The report, Outlook on the Logistics & Supply Chain Industry 2012, looks at some of the efforts by retailers to analyse the carbon footprints of the products they sell – which has proved more difficult and costly than originally expected. It points out that, at its recent rate, it would take Tesco 560 years to carbon label its entire range.
Which rather begs the question: why bother? After all, there is a lot of practical work going on to reduce CO2 emissions in the supply chain. Marks & Spencer, for example, has just published its latest report on Plan A showing that all M&S operated warehouses, delivery fleets, stores and offices in the UK and Republic of Ireland became carbon neutral on 1st January.
The argument for carbon labelling individual products is that it gives consumers the opportunity to make an informed choice at the point of purchase.
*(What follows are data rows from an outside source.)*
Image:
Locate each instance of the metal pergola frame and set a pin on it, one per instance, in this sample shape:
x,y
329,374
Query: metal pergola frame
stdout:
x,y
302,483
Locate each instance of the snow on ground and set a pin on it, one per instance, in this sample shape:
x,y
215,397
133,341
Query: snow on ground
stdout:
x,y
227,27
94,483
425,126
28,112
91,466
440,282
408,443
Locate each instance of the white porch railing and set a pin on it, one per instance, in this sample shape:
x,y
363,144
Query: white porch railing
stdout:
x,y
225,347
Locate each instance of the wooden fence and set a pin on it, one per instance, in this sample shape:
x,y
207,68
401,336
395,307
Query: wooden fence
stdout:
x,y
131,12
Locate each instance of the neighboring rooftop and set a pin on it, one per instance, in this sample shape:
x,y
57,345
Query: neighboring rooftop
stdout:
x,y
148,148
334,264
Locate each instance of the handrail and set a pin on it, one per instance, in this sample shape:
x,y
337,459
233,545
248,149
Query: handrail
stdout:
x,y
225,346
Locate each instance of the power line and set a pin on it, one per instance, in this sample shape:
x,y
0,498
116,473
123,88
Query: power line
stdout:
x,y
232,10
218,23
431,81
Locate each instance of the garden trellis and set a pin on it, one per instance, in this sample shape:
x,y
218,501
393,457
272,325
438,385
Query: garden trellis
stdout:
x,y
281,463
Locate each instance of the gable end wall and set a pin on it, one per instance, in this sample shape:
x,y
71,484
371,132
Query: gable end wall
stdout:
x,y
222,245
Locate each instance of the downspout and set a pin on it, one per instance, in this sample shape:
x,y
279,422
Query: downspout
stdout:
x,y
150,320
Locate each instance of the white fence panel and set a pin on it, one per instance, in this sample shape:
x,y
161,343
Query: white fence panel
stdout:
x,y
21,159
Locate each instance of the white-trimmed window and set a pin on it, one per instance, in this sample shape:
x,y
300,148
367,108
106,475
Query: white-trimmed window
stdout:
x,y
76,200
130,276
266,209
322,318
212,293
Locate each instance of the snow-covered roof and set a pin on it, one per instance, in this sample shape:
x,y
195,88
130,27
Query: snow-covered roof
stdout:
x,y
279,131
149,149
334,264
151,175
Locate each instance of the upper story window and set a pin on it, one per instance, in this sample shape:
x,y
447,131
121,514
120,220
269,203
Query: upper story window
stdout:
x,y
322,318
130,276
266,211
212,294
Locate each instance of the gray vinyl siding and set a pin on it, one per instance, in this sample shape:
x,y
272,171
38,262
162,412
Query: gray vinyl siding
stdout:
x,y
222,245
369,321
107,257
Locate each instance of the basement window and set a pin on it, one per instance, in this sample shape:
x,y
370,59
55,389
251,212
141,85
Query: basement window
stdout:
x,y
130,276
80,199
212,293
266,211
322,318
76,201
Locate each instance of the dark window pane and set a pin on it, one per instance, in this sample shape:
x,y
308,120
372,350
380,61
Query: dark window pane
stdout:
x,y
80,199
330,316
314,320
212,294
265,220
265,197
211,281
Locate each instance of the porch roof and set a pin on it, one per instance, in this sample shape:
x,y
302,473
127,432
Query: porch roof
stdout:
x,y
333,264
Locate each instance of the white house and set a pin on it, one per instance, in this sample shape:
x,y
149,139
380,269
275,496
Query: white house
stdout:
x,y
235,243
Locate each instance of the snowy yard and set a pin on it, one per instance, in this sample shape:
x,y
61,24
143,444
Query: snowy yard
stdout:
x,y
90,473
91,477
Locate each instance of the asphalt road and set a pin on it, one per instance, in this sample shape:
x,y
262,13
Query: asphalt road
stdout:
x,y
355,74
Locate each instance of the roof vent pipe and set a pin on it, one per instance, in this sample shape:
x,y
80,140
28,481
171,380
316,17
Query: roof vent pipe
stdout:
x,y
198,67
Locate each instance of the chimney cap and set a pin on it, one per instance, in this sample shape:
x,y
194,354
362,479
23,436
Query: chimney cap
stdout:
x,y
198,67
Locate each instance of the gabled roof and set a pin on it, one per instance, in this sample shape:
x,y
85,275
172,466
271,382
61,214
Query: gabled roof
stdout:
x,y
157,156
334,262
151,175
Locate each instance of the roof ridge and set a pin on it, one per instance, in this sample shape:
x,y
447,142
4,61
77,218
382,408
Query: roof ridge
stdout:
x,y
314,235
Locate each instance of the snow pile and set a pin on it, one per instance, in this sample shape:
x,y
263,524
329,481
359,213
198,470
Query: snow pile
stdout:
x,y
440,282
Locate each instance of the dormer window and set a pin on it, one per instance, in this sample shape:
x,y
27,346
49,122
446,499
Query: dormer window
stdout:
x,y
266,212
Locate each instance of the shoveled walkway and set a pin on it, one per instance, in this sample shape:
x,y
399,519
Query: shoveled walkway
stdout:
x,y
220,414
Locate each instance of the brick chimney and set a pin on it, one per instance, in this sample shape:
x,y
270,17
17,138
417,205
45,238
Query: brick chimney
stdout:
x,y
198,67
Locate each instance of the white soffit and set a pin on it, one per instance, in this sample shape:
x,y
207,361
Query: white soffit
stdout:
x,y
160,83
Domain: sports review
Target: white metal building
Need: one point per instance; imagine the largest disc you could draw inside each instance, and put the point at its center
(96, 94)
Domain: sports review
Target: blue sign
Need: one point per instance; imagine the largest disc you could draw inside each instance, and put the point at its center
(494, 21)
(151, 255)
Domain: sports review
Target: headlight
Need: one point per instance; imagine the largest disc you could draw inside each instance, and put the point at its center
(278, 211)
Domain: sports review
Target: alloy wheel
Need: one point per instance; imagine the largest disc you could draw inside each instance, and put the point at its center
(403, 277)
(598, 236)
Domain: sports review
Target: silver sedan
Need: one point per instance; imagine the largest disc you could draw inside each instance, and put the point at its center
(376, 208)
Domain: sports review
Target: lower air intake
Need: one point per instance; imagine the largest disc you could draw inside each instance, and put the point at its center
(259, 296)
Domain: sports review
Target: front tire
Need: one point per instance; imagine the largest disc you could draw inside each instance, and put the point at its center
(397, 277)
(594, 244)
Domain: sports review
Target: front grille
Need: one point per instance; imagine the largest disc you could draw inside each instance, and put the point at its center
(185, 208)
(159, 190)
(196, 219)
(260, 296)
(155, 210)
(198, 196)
I’m not convinced: we have had nutritional labelling on food for years and obesity is now much higher than when we didn’t have it.
The report argues that to retreat from the carbon footprinting of individual products “should not be construed as a rejection of the need to measure GHG emissions from supply chains. It is merely a recognition that this level of carbon analysis is generally inappropriate.”
And it highlights the value of “choice editing” which allows company buyers to exclude products with relatively high levels of embedded carbon from the range.
The greenhouse gas debate has generated a lot of hot air, when what is needed is cool analysis. Hopefully, this report will point the way to more fruitful approaches to dealing with the issue.